Katilin Ölümü Şoke Etti! Miras Kalan Acı ve Cevapsız Sorular
Gündem

Katilin Ölümü Şoke Etti! Miras Kalan Acı ve Cevapsız Sorular


17 June 20255 dk okuma13 görüntülenmeSon güncelleme: 28 June 2025

Geçtiğimiz şubat ayında kahraman gibi uğurlanan Mehmet Onur Miman'ın ölümü, geçmişte işlediği suçlarla yüzleşemeden gerçekleşti. Ardında hesabı verilmemiş bir geçmiş bırakan bu durum, mağdur aileler için yeni bir travma yarattı. Bir katilin ölümü, adaletin yerini bulup bulmadığı sorusunu yeniden gündeme getirirken, siyasi cinayetlerin karanlık dehlizlerinde yankılanan çaresizliği de gözler önüne seriyor.

Bir Katilin Ardından Kalanlar

Bir katilin ölümünün ardından hissedilenler karmaşık ve çelişkili olabilir. İntikam duygusu değil, daha çok bir yenilmişlik hissi hakimdir. Babaları öldürüldüğünde henüz çocuk yaşta olan mağdurlar, katillerin cezasız kalması ve hatta kahraman gibi anılmasıyla derin bir adaletsizlik duygusu yaşamaktadırlar. Siyasi cinayetlerin gerçek faillerinin ortaya çıkarılmadığı bir sistemde, katilin ölümüyle birlikte bu adaletsizlik daha da belirginleşir.

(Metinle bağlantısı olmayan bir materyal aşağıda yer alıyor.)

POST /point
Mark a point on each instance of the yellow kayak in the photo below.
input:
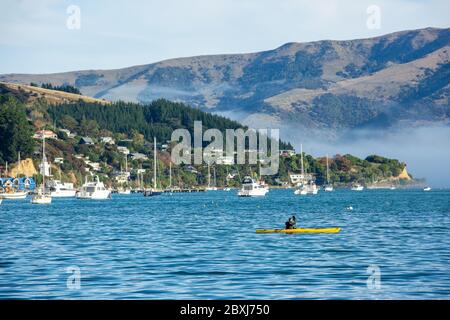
(300, 230)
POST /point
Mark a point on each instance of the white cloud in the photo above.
(123, 33)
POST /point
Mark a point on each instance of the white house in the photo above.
(48, 134)
(123, 150)
(68, 133)
(107, 140)
(87, 141)
(287, 153)
(225, 160)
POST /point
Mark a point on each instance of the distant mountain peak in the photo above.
(327, 86)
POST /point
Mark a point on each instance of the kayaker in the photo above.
(290, 224)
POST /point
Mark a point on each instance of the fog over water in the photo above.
(425, 150)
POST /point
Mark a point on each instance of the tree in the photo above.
(15, 130)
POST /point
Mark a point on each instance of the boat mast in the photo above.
(43, 163)
(19, 166)
(328, 175)
(209, 176)
(301, 159)
(170, 173)
(154, 163)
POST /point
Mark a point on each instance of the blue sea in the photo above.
(394, 244)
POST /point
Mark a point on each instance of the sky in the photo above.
(35, 37)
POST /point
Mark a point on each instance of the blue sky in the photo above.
(113, 34)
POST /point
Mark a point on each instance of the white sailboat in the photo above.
(42, 197)
(94, 190)
(305, 187)
(60, 189)
(252, 188)
(328, 186)
(154, 191)
(210, 187)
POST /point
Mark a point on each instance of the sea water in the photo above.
(393, 244)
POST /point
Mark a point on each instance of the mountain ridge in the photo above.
(322, 87)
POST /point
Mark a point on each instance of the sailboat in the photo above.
(226, 188)
(209, 187)
(305, 187)
(154, 191)
(253, 188)
(10, 192)
(328, 186)
(42, 197)
(59, 189)
(124, 189)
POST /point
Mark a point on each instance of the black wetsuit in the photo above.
(290, 224)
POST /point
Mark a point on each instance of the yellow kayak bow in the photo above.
(300, 230)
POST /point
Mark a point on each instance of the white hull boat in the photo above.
(252, 188)
(125, 192)
(16, 195)
(61, 190)
(41, 199)
(94, 190)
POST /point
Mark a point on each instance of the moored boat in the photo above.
(94, 190)
(60, 189)
(42, 197)
(253, 188)
(12, 194)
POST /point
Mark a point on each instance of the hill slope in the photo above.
(388, 81)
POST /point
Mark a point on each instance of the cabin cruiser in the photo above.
(253, 188)
(94, 190)
(357, 187)
(306, 188)
(41, 197)
(12, 194)
(125, 191)
(61, 190)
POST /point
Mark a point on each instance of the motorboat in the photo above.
(253, 188)
(94, 190)
(60, 189)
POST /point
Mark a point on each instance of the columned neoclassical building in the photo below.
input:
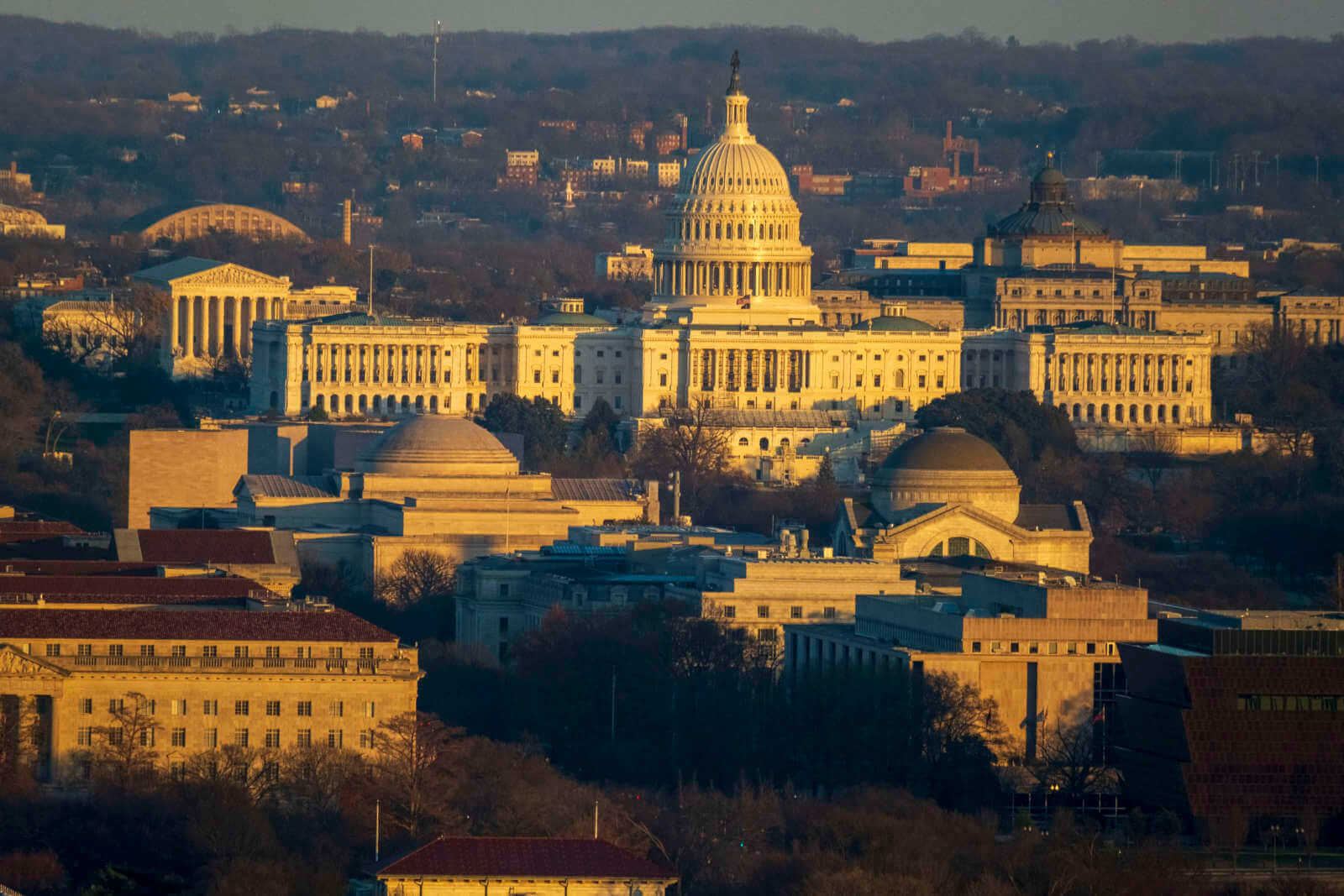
(212, 308)
(732, 322)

Aylin Tekiner'in şu sözleri durumu özetliyor:

Babamızın katillerine paye verenlere açıkça dur demezseniz siyaset nasıl normalleşecek?

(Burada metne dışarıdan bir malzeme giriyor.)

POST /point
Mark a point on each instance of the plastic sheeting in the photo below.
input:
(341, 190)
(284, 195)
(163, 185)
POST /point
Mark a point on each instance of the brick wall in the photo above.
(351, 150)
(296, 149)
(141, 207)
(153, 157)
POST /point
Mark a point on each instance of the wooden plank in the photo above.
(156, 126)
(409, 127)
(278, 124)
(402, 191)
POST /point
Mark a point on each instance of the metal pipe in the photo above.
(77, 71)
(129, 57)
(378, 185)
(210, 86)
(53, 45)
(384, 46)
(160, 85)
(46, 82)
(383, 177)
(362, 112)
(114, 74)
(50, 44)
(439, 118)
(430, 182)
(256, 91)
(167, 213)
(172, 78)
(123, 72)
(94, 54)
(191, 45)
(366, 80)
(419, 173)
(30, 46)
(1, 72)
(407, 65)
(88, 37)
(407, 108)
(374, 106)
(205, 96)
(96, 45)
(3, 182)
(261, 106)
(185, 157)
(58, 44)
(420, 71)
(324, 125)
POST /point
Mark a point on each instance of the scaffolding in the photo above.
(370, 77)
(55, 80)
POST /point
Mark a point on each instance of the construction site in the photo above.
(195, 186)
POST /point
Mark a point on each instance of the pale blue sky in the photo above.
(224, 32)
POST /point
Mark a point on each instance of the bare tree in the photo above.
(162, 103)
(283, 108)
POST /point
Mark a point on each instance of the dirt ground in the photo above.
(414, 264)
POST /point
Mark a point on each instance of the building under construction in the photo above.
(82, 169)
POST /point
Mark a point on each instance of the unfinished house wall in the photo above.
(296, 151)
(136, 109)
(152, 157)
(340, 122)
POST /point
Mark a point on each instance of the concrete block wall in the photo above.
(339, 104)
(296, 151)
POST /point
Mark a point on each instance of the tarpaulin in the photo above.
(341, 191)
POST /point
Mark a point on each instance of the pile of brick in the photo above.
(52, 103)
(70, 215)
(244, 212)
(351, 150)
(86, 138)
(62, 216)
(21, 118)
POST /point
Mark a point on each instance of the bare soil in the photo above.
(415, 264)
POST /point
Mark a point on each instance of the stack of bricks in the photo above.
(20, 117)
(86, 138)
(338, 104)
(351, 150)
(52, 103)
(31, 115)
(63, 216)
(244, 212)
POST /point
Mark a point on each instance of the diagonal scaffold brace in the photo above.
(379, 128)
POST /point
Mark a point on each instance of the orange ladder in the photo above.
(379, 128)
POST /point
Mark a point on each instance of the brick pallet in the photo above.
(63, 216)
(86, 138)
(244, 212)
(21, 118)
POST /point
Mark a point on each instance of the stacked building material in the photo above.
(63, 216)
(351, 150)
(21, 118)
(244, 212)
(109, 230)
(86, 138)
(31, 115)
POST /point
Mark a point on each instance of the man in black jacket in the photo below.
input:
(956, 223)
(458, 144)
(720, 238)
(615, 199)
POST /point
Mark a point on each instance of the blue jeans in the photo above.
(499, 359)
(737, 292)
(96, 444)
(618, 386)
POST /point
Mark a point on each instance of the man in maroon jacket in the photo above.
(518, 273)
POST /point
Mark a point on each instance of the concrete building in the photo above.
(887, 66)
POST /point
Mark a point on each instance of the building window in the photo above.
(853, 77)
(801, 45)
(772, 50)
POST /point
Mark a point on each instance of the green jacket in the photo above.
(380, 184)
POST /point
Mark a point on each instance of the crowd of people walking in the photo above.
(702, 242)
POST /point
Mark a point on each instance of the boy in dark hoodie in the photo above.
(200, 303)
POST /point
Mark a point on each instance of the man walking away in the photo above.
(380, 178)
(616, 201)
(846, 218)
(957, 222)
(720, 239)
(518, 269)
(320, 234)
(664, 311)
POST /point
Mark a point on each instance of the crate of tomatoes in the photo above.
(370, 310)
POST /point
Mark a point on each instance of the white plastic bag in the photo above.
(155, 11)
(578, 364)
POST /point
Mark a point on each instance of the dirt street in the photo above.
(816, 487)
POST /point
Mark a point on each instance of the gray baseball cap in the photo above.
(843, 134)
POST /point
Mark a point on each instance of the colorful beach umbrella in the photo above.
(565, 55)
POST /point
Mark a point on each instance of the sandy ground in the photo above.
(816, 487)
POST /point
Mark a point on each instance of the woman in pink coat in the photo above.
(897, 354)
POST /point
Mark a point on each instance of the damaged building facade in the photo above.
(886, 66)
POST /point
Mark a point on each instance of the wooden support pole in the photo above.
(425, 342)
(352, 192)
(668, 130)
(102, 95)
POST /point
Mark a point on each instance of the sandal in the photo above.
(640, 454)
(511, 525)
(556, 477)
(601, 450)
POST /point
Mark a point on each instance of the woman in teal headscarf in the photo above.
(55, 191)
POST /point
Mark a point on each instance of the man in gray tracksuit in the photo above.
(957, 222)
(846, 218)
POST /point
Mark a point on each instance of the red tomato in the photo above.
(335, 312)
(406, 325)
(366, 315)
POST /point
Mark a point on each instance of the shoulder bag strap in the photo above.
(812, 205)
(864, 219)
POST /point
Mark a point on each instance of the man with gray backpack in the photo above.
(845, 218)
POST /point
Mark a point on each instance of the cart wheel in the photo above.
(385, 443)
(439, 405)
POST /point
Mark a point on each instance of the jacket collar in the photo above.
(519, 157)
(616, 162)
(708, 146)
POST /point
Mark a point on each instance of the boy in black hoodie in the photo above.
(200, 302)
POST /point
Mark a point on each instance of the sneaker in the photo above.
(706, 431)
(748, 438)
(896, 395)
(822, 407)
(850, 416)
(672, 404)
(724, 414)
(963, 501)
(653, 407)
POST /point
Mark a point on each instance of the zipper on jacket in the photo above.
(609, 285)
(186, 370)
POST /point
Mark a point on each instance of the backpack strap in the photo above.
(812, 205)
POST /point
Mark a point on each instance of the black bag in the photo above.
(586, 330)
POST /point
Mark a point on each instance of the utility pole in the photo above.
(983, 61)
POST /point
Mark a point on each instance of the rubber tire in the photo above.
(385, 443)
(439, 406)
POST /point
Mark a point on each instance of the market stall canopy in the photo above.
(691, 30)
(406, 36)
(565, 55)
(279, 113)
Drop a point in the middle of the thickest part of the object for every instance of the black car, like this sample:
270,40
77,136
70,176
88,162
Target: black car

Bu sözler, siyasi cinayetlerin üzerinin örtülmesinin ve faillerin cezasız kalmasının, toplumun normalleşme sürecini nasıl engellediğini açıkça ortaya koyuyor.

Cezasızlık ve Adaletsizlik Döngüsü

Türkiye gibi demokrasi kültürünün yerleşmediği ülkelerde, siyasi cinayetlerin gerçek faillerinin meçhul bırakılması sistematik bir sorun teşkil etmektedir. Hakikatin izini süren aileler için tetikçiler hiçbir zaman asıl muhatap olmamış, adalet terazisi de mağdurlardan yana tartmamıştır. Bu durum, cezasızlık döngüsünün devam etmesine ve adaletin sağlanamamasına neden olmaktadır.

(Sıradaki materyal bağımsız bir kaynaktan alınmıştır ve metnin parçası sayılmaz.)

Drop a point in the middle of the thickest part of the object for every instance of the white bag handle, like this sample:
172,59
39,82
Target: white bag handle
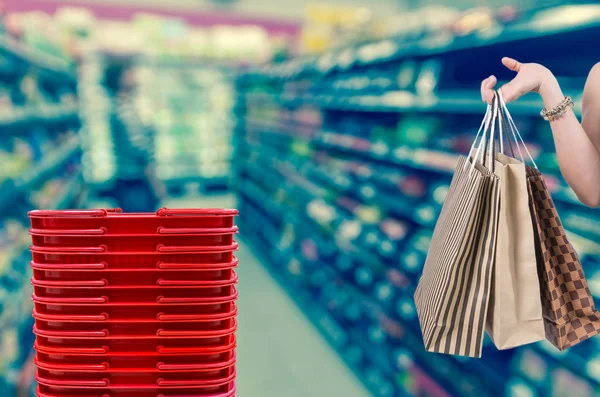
486,129
513,129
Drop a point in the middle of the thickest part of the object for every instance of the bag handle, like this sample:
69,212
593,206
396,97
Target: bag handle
487,125
513,129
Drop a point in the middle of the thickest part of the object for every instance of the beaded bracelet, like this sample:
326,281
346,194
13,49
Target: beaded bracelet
558,111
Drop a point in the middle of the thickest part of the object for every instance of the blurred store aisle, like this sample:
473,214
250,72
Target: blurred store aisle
280,353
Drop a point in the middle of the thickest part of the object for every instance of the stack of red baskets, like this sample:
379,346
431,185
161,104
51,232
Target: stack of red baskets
136,305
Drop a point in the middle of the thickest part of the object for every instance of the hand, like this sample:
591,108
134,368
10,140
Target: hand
531,77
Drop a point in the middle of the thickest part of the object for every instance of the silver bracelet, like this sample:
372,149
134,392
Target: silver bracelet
558,111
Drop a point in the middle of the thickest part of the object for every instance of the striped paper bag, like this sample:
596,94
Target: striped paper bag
453,293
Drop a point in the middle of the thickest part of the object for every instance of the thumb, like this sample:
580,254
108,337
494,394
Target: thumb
512,64
511,91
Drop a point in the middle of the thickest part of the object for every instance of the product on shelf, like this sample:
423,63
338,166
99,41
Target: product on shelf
379,125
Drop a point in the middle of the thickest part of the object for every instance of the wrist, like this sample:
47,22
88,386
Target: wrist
550,91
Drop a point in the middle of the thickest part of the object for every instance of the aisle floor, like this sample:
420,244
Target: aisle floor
280,353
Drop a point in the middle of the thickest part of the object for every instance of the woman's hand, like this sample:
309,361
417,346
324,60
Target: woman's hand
531,77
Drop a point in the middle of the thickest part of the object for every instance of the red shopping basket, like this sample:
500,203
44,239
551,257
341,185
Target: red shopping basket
138,310
73,274
138,345
116,222
210,381
46,391
206,370
164,257
124,242
134,304
115,282
151,360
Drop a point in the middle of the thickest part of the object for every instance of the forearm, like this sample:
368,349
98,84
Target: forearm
577,155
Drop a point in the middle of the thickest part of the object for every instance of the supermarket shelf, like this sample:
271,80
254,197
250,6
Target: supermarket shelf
318,313
371,307
543,28
36,57
466,101
36,115
70,193
50,164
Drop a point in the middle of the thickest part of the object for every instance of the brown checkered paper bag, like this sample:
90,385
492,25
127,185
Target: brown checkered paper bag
570,316
567,305
453,293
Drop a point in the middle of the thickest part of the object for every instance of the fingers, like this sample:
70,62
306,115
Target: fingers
512,64
511,91
487,89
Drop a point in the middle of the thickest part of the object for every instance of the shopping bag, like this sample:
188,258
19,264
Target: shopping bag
453,293
515,309
568,308
570,315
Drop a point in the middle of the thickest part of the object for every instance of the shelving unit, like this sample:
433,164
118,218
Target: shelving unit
342,165
188,106
41,157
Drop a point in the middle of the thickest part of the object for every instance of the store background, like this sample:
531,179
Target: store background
333,127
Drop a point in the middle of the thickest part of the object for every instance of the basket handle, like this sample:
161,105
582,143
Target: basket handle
69,266
198,266
84,250
72,317
70,350
208,334
74,213
79,232
195,367
66,367
196,230
163,248
72,383
188,283
74,334
195,212
42,299
193,350
39,393
232,297
196,317
88,283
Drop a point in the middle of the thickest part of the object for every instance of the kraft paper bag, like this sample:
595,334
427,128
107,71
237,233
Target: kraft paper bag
515,309
453,293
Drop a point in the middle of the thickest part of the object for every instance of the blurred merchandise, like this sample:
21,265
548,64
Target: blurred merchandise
344,160
339,141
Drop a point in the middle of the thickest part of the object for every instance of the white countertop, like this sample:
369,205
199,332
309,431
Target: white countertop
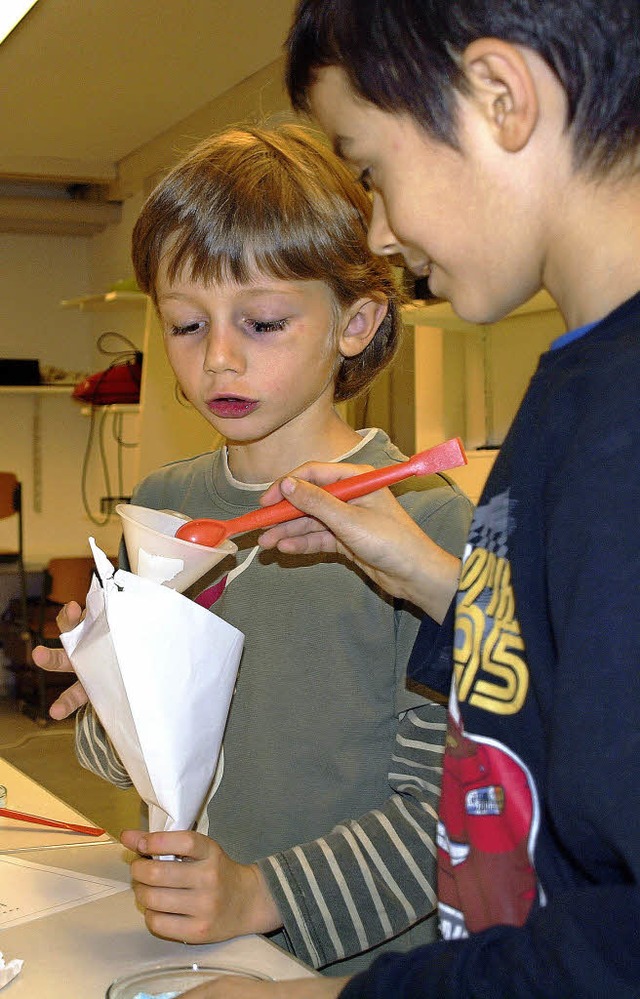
77,953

  • Failler ya hiç yargılanmazlar,
  • Ya da sembolik yargılamalar sonucu yetersiz ceza alırlar.
  • Verilen cezalar uygulanmaz veya "devlet sırrı" ve "zamanaşımı" gibi gerekçelerle yargılamadan muaf tutulurlar.

Mehmet Onur Miman'ın avukatlarından Şevket Bülend Yahnici'nin ifadesi, cezanın uygulanmasının devlet içindeki bazı güç odakları tarafından nasıl engellenebildiğini göstermektedir. Bu durum, adaletin sağlanmasının önündeki engelleri ve siyasi cinayetlerin cezasız kalmasının nedenlerini açıkça ortaya koymaktadır.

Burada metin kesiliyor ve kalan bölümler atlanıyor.